Muhammadiyah: Presiden Perlu Melakukan 'Reshuffle' Kabinet
- M Nadlir
VIVA.co.id - Sepanjang 2015, Indonesia dinilai berada dalam suasana dan kondisi yang stabil. Meski demikian, sejumlah hal masih menjadi catatan untuk tahun 2016.
Ketua Umum Pimpinan Pusat Muhammadiyah, Haedar Nashir mengatakan, Indonesia perlu tetap menjaga pertumbuhan ekonomi yang cukup tinggi meski lebih rendah dari yang ditargetkan oleh pemerintah.
Menurut dia, pemerintah perlu bekerja keras untuk mengatasi masalah kemiskinan, pengangguran dan kesenjangan sosial yang masih tinggi. Hal itu dilakukan agar pemerataan kemakmuran dan keadilan sosial bisa terwujud.
"Kesenjangan kesejahteraan terjadi antardaerah, Jawa dengan luar Jawa, dan antarkelompok. Jika tidak segera ditangani dengan seksama, ketimpangan kesejahteraan sosial ekonomi dapat menyulut kecemburuan, konflik sosial dan rasial," ujarnya di kantor PP Muhammadiyah, Jalan Menteng Raya 62, Jakarta Pusat, Rabu 30 Desember 2015.
Catatan kritis lainnya terkait kegaduhan politik antarelit politik yang kontra produktif dan melanggar kepatutan.
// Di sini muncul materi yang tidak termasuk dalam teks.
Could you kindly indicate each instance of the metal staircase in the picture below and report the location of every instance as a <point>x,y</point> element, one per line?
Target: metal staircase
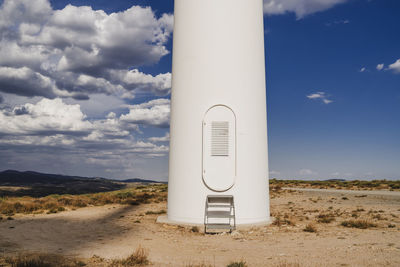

Muhammadiyah mendorong pentingnya penguatan sistem presidensial. Presiden sebagai kepala negara dan pemerintahan harus lebih berperan optimal dalam menjalankan pemerintahan secara lebih efektif dan efisien.Â
"Presiden perlu melakukan reshuffle kabinet, memilih menteri yang profesional dan berintegritas tinggi," ujarnya menambahkan.
Tak hanya itu, capaian dalam bidang hukum juga sangat rendah. Supremasi hukum masih jauh dari harapan. Indonesia masih dikuasai para mafia hukum dan peradilan. Praktik jual beli peraturan di lembaga legislatif dan keputusan di pengadilan masih tinggi. Karenanya, pemerintah perlu lebih serius membenahi institusi kehakiman dan membangun pemerintahan yang bersih dan berwibawa.
"Cita-cita Indonesia yang bersih dari korupsi masih jauh. AIih-alih jihad memberantas korupsi, yang terjadi justru kemunduran usaha memberantas korupsi dalam bentuk pelemahan Komisi Pemberantasan Korupsi (KPK) baik secara kelembagaan maupun personel," katanya.
Haedar menambahkan, suasana kehidupan keagamaan tahun 2015 juga dinilai cukup kondusif, meski sempat terjadi kasus Tolikara dan Aceh Singkil. Namun, ke depan pemerintah harus tetap waspada untuk mengantisipasi potensi terjadinya ketegangan dan konfik antarumat beragama yang masih tinggi.Â
Pemerintah perlu memperkuat bangunan kerukunan umat beragama secara lebih kokoh, bukan dengan memperbanyak undang-undang dan peraturan tetapi dengan melaksanakan perundang-undangan yang ada secara konsisten, adil dan imparsial. Dialog antarumat beragama serta melindungi kelompok minoritas, wajib dilakukan pemerintah.
"Pertentangan Sunni-Syiah merupakan bukti bahwa toleransi yang sejati belum menjadi bagian kehidupan keagamaan di tubuh bangsa ini. Ancaman terorisme bernuansa agama, perkembangan politik global, khususnya di Timur Tengah juga harus dicermati."